1888: George Eastman patents his Kodak camera, which uses rolls of film to record images.
“What the photograph reproduces to infinity has occurred only once: the Photograph mechanically repeats what could never be repeated existentially.”
-Roland Barthes, Camera Lucida: Reflections of Photography
In other words, a moment frozen in time. “The past inside the present.”
“Hauntology describes the haunting of a historicised present by spectres that cannot be ‘ontologised’ away.”

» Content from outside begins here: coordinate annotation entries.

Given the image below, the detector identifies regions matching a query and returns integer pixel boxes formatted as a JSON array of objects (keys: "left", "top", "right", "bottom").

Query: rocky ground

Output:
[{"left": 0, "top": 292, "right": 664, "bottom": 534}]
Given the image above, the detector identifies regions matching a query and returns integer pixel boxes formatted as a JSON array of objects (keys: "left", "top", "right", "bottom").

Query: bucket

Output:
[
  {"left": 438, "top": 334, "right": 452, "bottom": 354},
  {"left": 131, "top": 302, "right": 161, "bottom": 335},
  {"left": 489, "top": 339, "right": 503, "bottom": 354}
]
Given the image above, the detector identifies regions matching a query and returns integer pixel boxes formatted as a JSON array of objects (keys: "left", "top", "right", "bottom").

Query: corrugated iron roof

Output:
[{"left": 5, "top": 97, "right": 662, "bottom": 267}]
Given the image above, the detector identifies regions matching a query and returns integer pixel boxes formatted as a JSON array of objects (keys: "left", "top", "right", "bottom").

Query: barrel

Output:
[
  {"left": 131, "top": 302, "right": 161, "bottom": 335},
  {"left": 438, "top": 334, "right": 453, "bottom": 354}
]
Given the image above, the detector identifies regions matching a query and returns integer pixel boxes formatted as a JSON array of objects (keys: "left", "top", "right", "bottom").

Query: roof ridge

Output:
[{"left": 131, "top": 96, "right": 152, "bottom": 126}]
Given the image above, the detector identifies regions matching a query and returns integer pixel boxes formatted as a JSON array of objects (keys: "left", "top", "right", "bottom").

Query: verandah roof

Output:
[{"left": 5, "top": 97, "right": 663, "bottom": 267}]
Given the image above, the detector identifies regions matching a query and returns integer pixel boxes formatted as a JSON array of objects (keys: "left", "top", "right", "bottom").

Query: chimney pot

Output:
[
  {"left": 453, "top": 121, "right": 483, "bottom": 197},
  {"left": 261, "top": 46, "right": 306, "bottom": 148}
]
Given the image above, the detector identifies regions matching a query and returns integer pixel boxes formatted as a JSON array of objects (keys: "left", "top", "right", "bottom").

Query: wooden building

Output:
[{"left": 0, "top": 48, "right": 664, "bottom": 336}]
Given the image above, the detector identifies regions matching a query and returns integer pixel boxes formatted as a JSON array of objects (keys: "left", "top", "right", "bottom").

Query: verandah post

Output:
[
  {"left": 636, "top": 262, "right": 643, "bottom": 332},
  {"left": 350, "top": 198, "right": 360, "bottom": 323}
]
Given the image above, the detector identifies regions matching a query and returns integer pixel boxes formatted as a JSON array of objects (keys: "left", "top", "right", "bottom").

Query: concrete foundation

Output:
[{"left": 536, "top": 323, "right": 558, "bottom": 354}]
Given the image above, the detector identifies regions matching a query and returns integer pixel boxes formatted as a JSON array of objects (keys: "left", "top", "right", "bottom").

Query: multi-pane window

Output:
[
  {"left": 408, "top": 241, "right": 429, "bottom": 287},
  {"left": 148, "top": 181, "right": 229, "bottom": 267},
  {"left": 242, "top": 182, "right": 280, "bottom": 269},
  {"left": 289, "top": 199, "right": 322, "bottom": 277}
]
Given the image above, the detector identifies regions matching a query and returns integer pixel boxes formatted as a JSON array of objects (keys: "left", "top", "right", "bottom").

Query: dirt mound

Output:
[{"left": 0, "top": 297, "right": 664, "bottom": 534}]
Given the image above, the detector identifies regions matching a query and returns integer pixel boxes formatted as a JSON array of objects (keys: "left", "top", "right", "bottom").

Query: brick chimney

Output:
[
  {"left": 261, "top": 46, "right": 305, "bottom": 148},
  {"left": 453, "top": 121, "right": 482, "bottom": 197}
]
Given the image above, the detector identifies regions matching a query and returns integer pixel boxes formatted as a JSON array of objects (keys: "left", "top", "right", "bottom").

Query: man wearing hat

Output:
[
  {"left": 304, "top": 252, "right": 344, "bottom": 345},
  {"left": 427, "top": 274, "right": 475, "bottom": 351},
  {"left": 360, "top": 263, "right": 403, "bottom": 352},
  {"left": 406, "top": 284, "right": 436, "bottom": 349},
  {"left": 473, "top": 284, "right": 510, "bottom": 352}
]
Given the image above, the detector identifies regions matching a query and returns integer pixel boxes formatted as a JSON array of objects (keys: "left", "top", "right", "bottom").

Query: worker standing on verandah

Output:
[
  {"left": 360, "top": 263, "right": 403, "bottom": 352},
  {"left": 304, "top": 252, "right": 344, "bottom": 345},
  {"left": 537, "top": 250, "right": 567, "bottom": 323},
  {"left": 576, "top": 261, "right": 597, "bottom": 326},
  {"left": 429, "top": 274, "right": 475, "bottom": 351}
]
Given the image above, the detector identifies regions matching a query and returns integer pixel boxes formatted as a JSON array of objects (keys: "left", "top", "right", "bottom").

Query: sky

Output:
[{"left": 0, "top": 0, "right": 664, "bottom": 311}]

— Adam Harper, from his phenomenal essay on hauntology
1956: IBM debuts the RAMAC 305, the first computer with disk storage (or, a means of storing memories/information in a new and permanent fashion).
Harper again:
“I probably don’t need to emphasise the relationship between ghosts and aging technology, but it’s no surprise that since the late twentieth century, as DVD, digital radio, digital recording, digital cameras, digital television and mobile phones were coming onto the scene, noisy ghosts started coming out of videotapes (the Ring), analogue radio (Frequency), analogue noise on television and audio tape (White Noise and Fissures), cameras (Shutter), telephones (One Missed Call), television transmissions (Dead Waves) and even the internet (Pulse).”
2010: Bradford Cox performs as Atlas Sound at the Bumbershoot Music and Arts Festival.
Cox’s collaboration with noisy UK spooksters Broadcast was widely hailed (even in the pages of The Stranger) as exemplifying musical hauntology, though Cox has demonstrated hauntological concerns—or at least a preoccupation with ghosts and the afterlife—since the early days of his Atlas Sound project. His debut solo LP, Let The Blind Lead Those Who Can See But Cannot Feel, opens with “A Ghost Story,” a bleary instrumental prologue built around the sampled murmur of a young boy stumbling through a phantasmal, improvised narrative. His “River Card” is based on a Puerto Rican short story, and is sung, Sunset Boulevard-style, from the perspective of a youngster who’s drowned in a river’s deep, blue waters. Even casual fans of Cox’s “other band” Deerhunter should be able to suss out his primary lyrical hang-ups: death, decay, memory, and lost time. Additionally, Cox has released two free, marginally hauntological “digital seven inches” with festive Halloween-centric artwork and track names.